Hollywood’s Golden Age, also known as the 30s through the 50s, saw cinema’s cultural dominance thrive. Radio had a solid run in people’s kitchens too, leading up to the last couple of decades when TV took over, which is widely considered the Golden Age of television. Even musicals had a golden era in the middle of the last century… So, naturally, it’s time for the podcast.
Long dismissed as the domain for niche interest, or Radio 4 listeners catching up on The Archers or Desert Island Discs, podcasts are not exactly part of day-to-day conversation. Most people – by which I mean most young people – don’t even know where the podcasts app on their phone is. But there has been a surge in the last year of people of all ages being drawn into podcasts in some form or other.
So, what exactly is it about these portable (and free, might I add) radio shows that people are suddenly enjoying so much?
There is a correlation between society’s busy-ness and how we consume culture. In the 1940s, 60% of the US population went to the cinema weekly. Now, it’s just over 10%. A cinema trip involves organising a group, travelling there, and then spending around two hours watching the film. Not to sound like a lazy millennial stereotype, but who has time for that every week? The era most of our generation is most familiar with, probably due to our complicity in its proliferation, is the Golden Age of TV. Television was the perfect response to people having less time to go to the cinema, offering not only shorter content, but the luxury of not having to leave one’s home (I am not helping my lazy millennial image). This has gradually been condensed and made even more easily accessible, from Netflix, to the dawn of YouTube series… This shift online also struck the print newspaper off its throne for providing pop culture features and news commentary.
In the world of constant commuting, running errands and packing our lives with as much as is humanly possible, sometimes there simply isn’t time to sit down with a book or a newspaper, or go to the cinema, let alone be in any one room for enough time to merit putting the radio on or sitting in front of the TV for half an hour. And so, here we are. So busy that we consume our culture on-the-go. Podcasts are the drive-through takeaway of newspapers and radios… a lazy millennial’s dream!
Something else I hear more and more is that with podcasts you are never alone. This is the most tragic but also relatable thing ever, but is podcasts’ provision of constant stimulation symptomatic of modern society’s deep-seated fear of loneliness?
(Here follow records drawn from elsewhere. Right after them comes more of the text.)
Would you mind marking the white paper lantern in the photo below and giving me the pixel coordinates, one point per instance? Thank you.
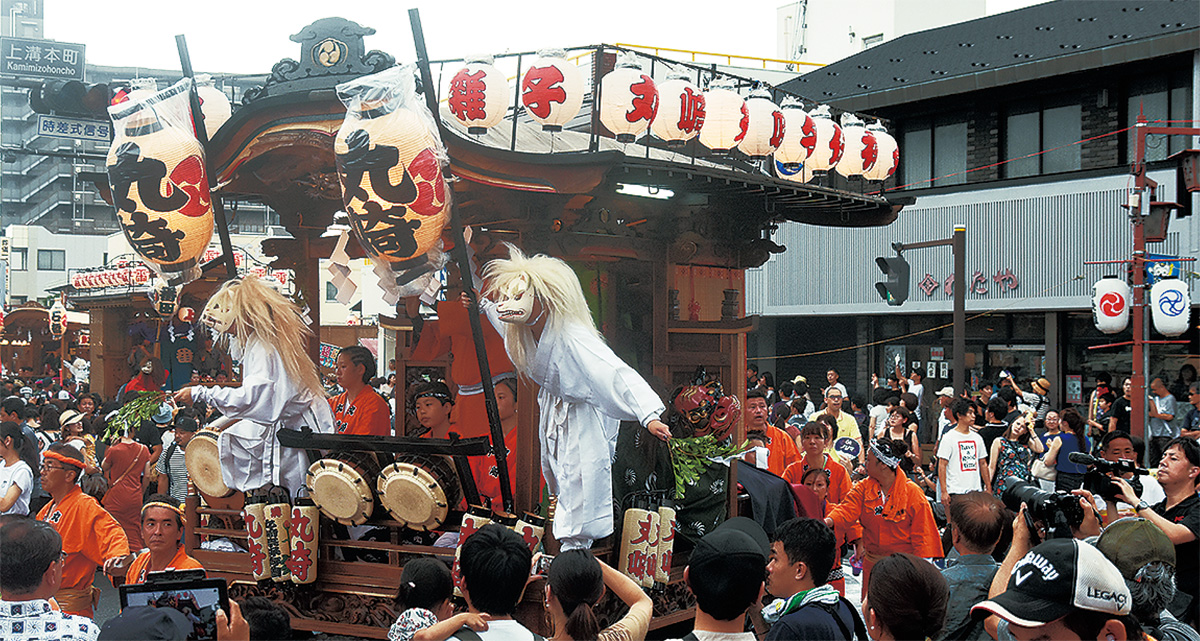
(214, 103)
(1110, 304)
(767, 127)
(552, 90)
(799, 137)
(479, 95)
(888, 155)
(1170, 306)
(682, 111)
(629, 101)
(831, 142)
(862, 149)
(726, 118)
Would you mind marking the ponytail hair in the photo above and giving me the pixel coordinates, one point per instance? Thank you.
(25, 450)
(577, 582)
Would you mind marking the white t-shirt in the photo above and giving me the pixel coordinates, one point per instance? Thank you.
(21, 475)
(963, 455)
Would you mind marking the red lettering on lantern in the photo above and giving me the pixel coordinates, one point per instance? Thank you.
(541, 88)
(467, 100)
(646, 101)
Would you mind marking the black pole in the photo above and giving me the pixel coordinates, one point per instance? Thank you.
(202, 135)
(960, 312)
(460, 257)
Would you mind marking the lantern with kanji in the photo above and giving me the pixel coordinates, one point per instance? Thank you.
(862, 150)
(58, 321)
(1110, 304)
(765, 132)
(888, 155)
(629, 100)
(681, 111)
(160, 186)
(726, 118)
(799, 137)
(1170, 306)
(831, 143)
(552, 90)
(479, 95)
(389, 162)
(214, 103)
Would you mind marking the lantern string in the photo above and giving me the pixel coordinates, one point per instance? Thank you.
(893, 339)
(1013, 160)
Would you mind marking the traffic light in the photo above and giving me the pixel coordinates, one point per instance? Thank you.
(71, 97)
(895, 288)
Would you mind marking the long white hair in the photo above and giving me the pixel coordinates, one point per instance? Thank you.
(553, 285)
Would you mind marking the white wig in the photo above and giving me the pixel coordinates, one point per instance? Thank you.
(553, 285)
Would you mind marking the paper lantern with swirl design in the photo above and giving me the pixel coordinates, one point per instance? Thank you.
(160, 186)
(889, 155)
(552, 90)
(831, 143)
(479, 95)
(726, 118)
(681, 111)
(389, 162)
(766, 129)
(1110, 304)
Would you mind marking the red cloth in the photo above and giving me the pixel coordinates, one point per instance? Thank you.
(90, 535)
(124, 497)
(367, 414)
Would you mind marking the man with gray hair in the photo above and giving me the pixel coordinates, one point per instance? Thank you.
(1146, 559)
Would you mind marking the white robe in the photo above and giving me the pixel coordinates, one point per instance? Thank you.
(265, 402)
(586, 390)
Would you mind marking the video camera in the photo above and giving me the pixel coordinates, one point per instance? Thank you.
(1049, 515)
(1098, 478)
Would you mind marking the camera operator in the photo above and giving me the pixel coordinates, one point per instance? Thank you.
(1116, 447)
(1179, 517)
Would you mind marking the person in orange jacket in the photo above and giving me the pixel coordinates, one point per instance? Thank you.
(893, 510)
(90, 535)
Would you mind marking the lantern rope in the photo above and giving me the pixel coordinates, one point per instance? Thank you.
(893, 339)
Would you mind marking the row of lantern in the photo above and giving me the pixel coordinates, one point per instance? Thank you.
(1170, 305)
(630, 102)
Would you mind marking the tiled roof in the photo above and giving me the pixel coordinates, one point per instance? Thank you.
(1044, 40)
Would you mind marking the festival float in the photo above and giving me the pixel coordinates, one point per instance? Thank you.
(621, 167)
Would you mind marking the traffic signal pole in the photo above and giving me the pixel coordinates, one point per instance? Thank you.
(958, 244)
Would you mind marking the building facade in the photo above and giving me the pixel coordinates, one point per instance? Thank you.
(1017, 126)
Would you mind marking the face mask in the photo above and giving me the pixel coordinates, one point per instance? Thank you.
(516, 301)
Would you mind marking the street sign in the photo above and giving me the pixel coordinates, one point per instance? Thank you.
(41, 58)
(73, 127)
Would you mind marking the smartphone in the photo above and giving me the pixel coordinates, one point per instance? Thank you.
(186, 591)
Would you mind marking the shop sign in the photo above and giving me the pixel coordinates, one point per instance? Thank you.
(979, 285)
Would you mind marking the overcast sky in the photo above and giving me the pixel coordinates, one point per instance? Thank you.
(249, 36)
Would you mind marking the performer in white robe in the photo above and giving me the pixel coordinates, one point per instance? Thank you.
(280, 387)
(586, 389)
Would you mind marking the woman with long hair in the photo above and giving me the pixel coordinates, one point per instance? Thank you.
(1012, 455)
(18, 459)
(124, 467)
(1073, 438)
(575, 585)
(905, 599)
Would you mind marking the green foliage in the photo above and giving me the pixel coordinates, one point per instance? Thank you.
(691, 456)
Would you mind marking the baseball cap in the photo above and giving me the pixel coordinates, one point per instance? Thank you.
(147, 622)
(1132, 543)
(738, 543)
(1055, 577)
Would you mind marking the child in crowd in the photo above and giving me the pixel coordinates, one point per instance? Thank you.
(425, 588)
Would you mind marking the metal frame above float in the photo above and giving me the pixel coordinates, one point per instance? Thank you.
(514, 184)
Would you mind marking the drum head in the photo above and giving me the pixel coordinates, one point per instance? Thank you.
(341, 491)
(203, 460)
(413, 496)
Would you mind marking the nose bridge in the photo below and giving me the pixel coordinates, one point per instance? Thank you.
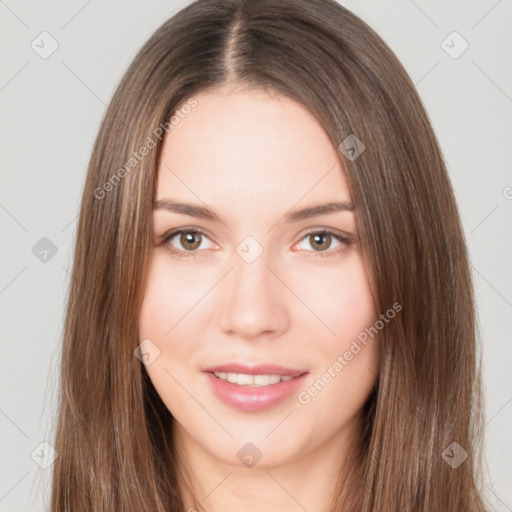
(252, 303)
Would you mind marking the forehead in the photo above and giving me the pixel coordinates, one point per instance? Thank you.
(255, 148)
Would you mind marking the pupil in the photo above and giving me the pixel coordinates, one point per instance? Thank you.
(187, 240)
(322, 236)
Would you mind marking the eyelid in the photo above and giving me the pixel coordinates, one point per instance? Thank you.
(345, 239)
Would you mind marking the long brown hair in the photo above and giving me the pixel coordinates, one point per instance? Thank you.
(112, 431)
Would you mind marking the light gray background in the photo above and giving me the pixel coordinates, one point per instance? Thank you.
(51, 110)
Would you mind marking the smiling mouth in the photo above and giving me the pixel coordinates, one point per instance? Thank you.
(242, 379)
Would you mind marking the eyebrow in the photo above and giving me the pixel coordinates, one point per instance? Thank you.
(205, 213)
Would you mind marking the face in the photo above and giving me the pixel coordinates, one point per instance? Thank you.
(252, 309)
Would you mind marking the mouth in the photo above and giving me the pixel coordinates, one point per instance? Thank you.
(253, 388)
(243, 379)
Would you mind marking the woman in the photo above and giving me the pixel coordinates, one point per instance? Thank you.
(271, 305)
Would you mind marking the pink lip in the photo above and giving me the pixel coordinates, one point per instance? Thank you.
(257, 369)
(254, 399)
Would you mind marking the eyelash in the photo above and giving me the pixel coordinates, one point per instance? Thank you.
(344, 240)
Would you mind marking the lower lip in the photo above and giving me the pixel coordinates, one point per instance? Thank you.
(252, 398)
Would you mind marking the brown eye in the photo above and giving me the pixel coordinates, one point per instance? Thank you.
(320, 241)
(191, 240)
(186, 241)
(324, 243)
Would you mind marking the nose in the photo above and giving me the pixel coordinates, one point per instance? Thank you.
(253, 301)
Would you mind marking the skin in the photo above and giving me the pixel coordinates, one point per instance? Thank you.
(252, 157)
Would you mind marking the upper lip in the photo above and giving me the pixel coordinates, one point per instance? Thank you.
(256, 369)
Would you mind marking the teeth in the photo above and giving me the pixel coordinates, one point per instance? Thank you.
(242, 379)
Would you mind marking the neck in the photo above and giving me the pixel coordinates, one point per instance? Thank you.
(306, 483)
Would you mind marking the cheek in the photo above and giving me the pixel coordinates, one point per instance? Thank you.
(342, 299)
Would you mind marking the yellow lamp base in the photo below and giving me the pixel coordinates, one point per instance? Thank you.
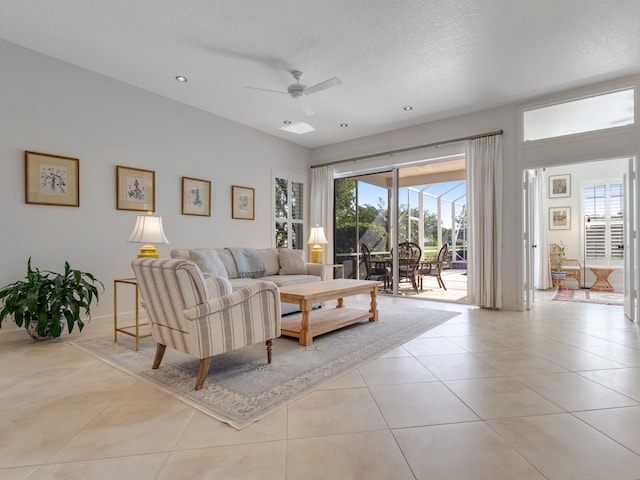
(316, 254)
(148, 251)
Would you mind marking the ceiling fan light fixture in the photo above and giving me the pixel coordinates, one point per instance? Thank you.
(299, 128)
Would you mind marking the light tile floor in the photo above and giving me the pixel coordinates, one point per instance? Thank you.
(553, 393)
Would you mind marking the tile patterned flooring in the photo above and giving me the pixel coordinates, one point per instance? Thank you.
(553, 393)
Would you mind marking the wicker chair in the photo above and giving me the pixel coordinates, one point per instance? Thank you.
(434, 269)
(409, 262)
(570, 266)
(375, 271)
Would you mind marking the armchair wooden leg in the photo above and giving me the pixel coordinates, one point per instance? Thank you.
(269, 349)
(203, 371)
(160, 348)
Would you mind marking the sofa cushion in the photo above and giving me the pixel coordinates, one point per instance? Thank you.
(218, 286)
(285, 280)
(292, 262)
(271, 261)
(209, 262)
(229, 262)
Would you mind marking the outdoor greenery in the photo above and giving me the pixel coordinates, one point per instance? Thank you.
(46, 300)
(373, 224)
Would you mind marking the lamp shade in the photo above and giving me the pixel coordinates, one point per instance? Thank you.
(317, 236)
(148, 230)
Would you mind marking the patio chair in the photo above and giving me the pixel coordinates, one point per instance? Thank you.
(434, 269)
(375, 271)
(202, 317)
(409, 262)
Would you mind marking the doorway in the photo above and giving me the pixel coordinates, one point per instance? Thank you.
(582, 212)
(431, 212)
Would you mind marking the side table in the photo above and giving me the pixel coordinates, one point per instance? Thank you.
(136, 327)
(336, 266)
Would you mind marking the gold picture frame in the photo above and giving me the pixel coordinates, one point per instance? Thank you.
(196, 197)
(52, 180)
(135, 189)
(243, 203)
(560, 218)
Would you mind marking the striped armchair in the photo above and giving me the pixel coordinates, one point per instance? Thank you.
(204, 317)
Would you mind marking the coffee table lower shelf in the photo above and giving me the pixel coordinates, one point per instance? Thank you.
(324, 321)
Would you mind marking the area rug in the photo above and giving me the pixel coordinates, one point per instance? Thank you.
(589, 296)
(242, 388)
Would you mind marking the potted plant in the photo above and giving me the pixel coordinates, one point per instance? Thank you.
(45, 300)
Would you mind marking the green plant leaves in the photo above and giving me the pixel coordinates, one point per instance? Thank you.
(49, 300)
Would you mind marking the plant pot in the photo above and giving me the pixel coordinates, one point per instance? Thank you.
(32, 329)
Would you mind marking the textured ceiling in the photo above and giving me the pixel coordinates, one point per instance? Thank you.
(442, 57)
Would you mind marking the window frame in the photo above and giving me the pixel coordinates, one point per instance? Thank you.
(290, 222)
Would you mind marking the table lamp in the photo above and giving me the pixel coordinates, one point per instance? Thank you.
(148, 230)
(317, 239)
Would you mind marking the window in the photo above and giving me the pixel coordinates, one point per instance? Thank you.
(600, 112)
(288, 207)
(604, 227)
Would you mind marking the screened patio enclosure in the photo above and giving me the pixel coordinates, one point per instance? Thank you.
(431, 211)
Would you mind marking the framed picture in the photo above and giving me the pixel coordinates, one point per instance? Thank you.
(560, 218)
(242, 203)
(135, 189)
(196, 197)
(559, 186)
(52, 180)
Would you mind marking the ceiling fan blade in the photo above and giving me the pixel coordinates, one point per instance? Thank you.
(332, 82)
(266, 90)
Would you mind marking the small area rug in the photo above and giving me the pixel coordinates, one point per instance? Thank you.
(589, 296)
(242, 388)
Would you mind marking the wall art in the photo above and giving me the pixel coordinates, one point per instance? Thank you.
(52, 180)
(196, 197)
(242, 203)
(135, 189)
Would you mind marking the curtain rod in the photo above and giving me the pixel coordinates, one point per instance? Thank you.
(408, 149)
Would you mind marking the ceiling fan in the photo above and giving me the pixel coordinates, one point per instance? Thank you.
(300, 91)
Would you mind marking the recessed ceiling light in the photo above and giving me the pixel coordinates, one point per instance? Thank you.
(299, 128)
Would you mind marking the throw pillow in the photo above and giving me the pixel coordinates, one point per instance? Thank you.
(271, 262)
(209, 262)
(292, 262)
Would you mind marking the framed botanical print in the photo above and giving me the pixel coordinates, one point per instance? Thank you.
(135, 189)
(560, 218)
(196, 197)
(52, 180)
(242, 203)
(559, 186)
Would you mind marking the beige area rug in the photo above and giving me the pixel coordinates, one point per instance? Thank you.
(242, 388)
(589, 296)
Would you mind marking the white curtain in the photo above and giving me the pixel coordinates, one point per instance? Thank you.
(321, 205)
(541, 270)
(484, 182)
Are we so afraid of being alone with our thoughts that we must drown them out with constantly-available-to-download journalists’ voices. In many people’s lives, the only real free time alone they have is travelling from A to B, which used to be the perfect time to zone out or reflect. But now, this is the prime domain of the podcast… Are we so culturally greedy that we must fill every waking moment with new thoughts and stories? Or are we victims of the surge of cultural production, as the means of creating content are so much more readily available? The sheer wealth of commentary and narratives advertised to us instigates a pressure to consume as much as possible; I am certainly guilty of whinging to my friends that I am drowning in podcasts.
All that said, I think podcasts are certainly a sign of progress; it is just like reading a magazine for people who don’t have the time or money to buy and read one. It is also clearly how people want to take in certain content now: for example, This American Life’s S-Town was downloaded a record-breaking 10 million times in just four days. So, prepare yourself, and your phone’s storage, for the Golden Age of Podcasts is nigh…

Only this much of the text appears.